The Saga of a Battle Ready Volunteer: AKA A Diamond in the Rough

Places of business go through a lot of changes.  Archives are no different.  Seasons and interns come and go.  You have some volunteers for a year or two and others are around forever, becoming part of your work family.  They are indispensable.  The Freer|Sackler Archives has such a volunteer in Betsy.  She has been working here for fifteen years and rarely misses a week, unless she is off traveling the world.  Betsy is an extremely intelligent, quiet, and dedicated volunteer.  She volunteers several places in the region and the Smithsonian is very lucky to have her.  

Bonfil's photograph of Palmyra found in Smith Collection.
Betsy has worked on many collections for us, but none was bigger or more important than the Myron Bement Smith Collection.  Smith was a classical archaeologist, architect, and art historian from New York who had a lifelong devotion to West Asia, accumulating some 87,000 items documenting Islamic art and culture from Spain to India, with an emphasis on architecture.  Smith, like so many scholars of this era, was a methodical man who kept records of everything.

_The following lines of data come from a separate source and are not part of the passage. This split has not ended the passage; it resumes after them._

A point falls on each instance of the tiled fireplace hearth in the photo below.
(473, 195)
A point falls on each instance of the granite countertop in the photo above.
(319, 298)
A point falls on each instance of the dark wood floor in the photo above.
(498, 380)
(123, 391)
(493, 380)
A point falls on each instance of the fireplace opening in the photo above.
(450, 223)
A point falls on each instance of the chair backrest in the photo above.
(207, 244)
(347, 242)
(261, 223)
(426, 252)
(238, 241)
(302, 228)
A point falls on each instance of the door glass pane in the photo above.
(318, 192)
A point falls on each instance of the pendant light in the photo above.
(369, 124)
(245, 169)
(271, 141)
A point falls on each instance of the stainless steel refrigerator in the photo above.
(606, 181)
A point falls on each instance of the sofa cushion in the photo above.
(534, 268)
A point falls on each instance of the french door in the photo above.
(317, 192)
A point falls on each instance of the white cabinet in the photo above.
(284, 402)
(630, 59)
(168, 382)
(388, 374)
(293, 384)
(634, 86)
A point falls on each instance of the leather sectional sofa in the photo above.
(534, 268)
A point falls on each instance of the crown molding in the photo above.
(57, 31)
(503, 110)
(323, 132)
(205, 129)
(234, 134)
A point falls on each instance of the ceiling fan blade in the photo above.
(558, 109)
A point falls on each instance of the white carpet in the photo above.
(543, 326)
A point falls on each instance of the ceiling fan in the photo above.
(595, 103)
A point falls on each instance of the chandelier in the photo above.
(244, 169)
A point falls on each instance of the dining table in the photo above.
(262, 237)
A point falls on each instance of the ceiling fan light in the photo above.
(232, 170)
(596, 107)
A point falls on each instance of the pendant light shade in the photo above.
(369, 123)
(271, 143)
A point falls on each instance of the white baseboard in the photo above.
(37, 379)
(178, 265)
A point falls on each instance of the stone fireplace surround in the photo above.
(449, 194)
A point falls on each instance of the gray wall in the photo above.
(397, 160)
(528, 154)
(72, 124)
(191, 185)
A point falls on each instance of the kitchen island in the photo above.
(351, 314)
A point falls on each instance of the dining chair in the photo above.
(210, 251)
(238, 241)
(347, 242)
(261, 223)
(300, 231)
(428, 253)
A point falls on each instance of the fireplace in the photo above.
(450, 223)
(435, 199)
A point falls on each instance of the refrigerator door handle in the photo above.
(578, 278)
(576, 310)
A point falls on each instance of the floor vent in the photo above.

This has ended up making his collection even more invaluable to researchers.  For example, some items, such as Félix Bonfils’ 1860s photographs of Palmyra have recently become invaluable because they are the only representations of these important sites.

A few years ago we hit a snag with the Smith Collection, which we thought was done.  We were immensely lucky to have Betsy as our wing woman. We had a researcher, who had worked with the Smith collection before, request something from the finding aid and we went to retrieve it.  Then something odd happened - we could not find the materials. It was not Betsy’s day in the archives, so we requested the researcher come back the next day.  We were hoping it was us just not looking in the right place, rather than something missing.

Myron Bement Smith and his wife Katharine.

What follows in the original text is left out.